Role Overview:
Be the Architect of Personalized Experiences at McAfee as our Senior Machine Learning Scientist for Pricing & Recommendations.
Are you passionate about harnessing the power of data to drive impactful business decisions?
McAfee is seeking a Senior ML Scientist to play a pivotal role in shaping the future of our consumer journey through cutting-edge Machine Learning solutions for pricing and recommendations. Join us and make a tangible difference in the lives of our customers by developing innovative solutions that deliver personalized experiences and optimize value.
This is a Hybrid position in Canada. Candidates who live within commutable distance of Vancouver, Waterloo, or Toronto are preferred.
You will be required to be onsite from time to time as determined by the needs of the business (Avg. 4 to 12 days a month). We are only considering candidates located in Canada and are not providing relocation at this time.
About The Role:
-
Ability to attend meetings and discussions during overlapping Pacific Standard Time (PST) hours (must-have).

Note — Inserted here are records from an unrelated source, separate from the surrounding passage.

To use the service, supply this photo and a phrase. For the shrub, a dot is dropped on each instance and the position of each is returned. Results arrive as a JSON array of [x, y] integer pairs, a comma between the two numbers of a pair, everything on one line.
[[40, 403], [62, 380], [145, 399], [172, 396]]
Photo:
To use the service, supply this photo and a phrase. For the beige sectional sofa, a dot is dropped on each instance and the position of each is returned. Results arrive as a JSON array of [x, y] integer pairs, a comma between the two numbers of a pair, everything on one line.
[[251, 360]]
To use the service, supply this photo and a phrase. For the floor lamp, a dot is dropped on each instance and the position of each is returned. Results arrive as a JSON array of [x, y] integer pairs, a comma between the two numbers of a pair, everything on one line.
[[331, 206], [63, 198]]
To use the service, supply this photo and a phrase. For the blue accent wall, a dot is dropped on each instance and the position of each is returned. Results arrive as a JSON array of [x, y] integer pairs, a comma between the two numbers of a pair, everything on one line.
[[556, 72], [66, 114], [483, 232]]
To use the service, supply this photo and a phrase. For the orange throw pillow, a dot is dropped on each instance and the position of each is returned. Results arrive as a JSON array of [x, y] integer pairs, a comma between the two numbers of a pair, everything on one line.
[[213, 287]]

- Conceptualize, design, and implement state-of-the-art ML models for dynamic pricing strategies and personalized product recommendations.
- Develop, implement, and deploy machine learning models that leverage our unique combination of user behavior and subscription data to improve consumer value from our products.
- Engineer and maintain large-scale consumer behavioral feature stores while ensuring scalability and performance.
- Develop and maintain data pipelines and infrastructure to support efficient and scalable ML model development and deployment.
- Collaborate with cross-functional teams (Marketing, Product, Sales) to ensure your solutions align with strategic objectives and deliver real-world impact.
- Create algorithms for optimizing consumer journeys and increasing conversion and monetization.
- Design, analyze, and troubleshoot controlled experiments (Causal A/B tests, Multivariate tests) to validate your solutions and measure their effectiveness.
About You:
- 7 to 9 years of experience in one or more of the following areas: machine learning (including deep learning), recommendation systems, pattern recognition, data mining or artificial intelligence.
- Experience with Classical and Traditional ML including Classification, Clustering, and Regression using XGBoost, Random Forest, SVM, DB Scan, Gaussian Mixture Models, KMeans, and KNN .
- Experience with intermediate SQL - Window Functions, Group by, Joins, Partition.
- Experience in handling Tabular data processing, including sparsity, cardinality analysis, standardization, encoding, etc.
- Proficient in Python, SQL, intermediate data engineering skill set with tools, libraries, or frameworks such as MapReduce, Hadoop, Hive and Big Data technologies, scikit-learn, Keras, TensorFlow, PyTorch etc.
- Experience with various ML techniques and frameworks, e.g., data discretization, normalization, sampling, linear regression, decision trees, deep neural networks, etc.
- Experience in building industry-standard recommender systems and pricing models.
- Expertise in MLOps, ML Engineering and Solution Design.
#LI-Hybrid
Company Overview
McAfee is a leader in personal security for consumers. Focused on protecting people, not just devices, McAfee consumer solutions adapt to users’ needs in an always online world, empowering them to live securely through integrated, intuitive solutions that protects their families and communities with the right security at the right moment.
Company Benefits and Perks:
We work hard to embrace diversity and inclusion and encourage everyone at McAfee to bring their authentic selves to work every day. We offer a variety of social programs, flexible work hours and family-friendly benefits to all of our employees.
- Bonus Program
- Pension and Retirement Plans
- Medical, Dental and Vision Coverage
- Paid Time Off
- Paid Parental Leave
- Support for Community Involvement
We're serious about our commitment to diversity which is why McAfee prohibits discrimination based on race, color, religion, gender, national origin, age, disability, veteran status, marital status, pregnancy, gender expression or identity, sexual orientation or any other legally protected status.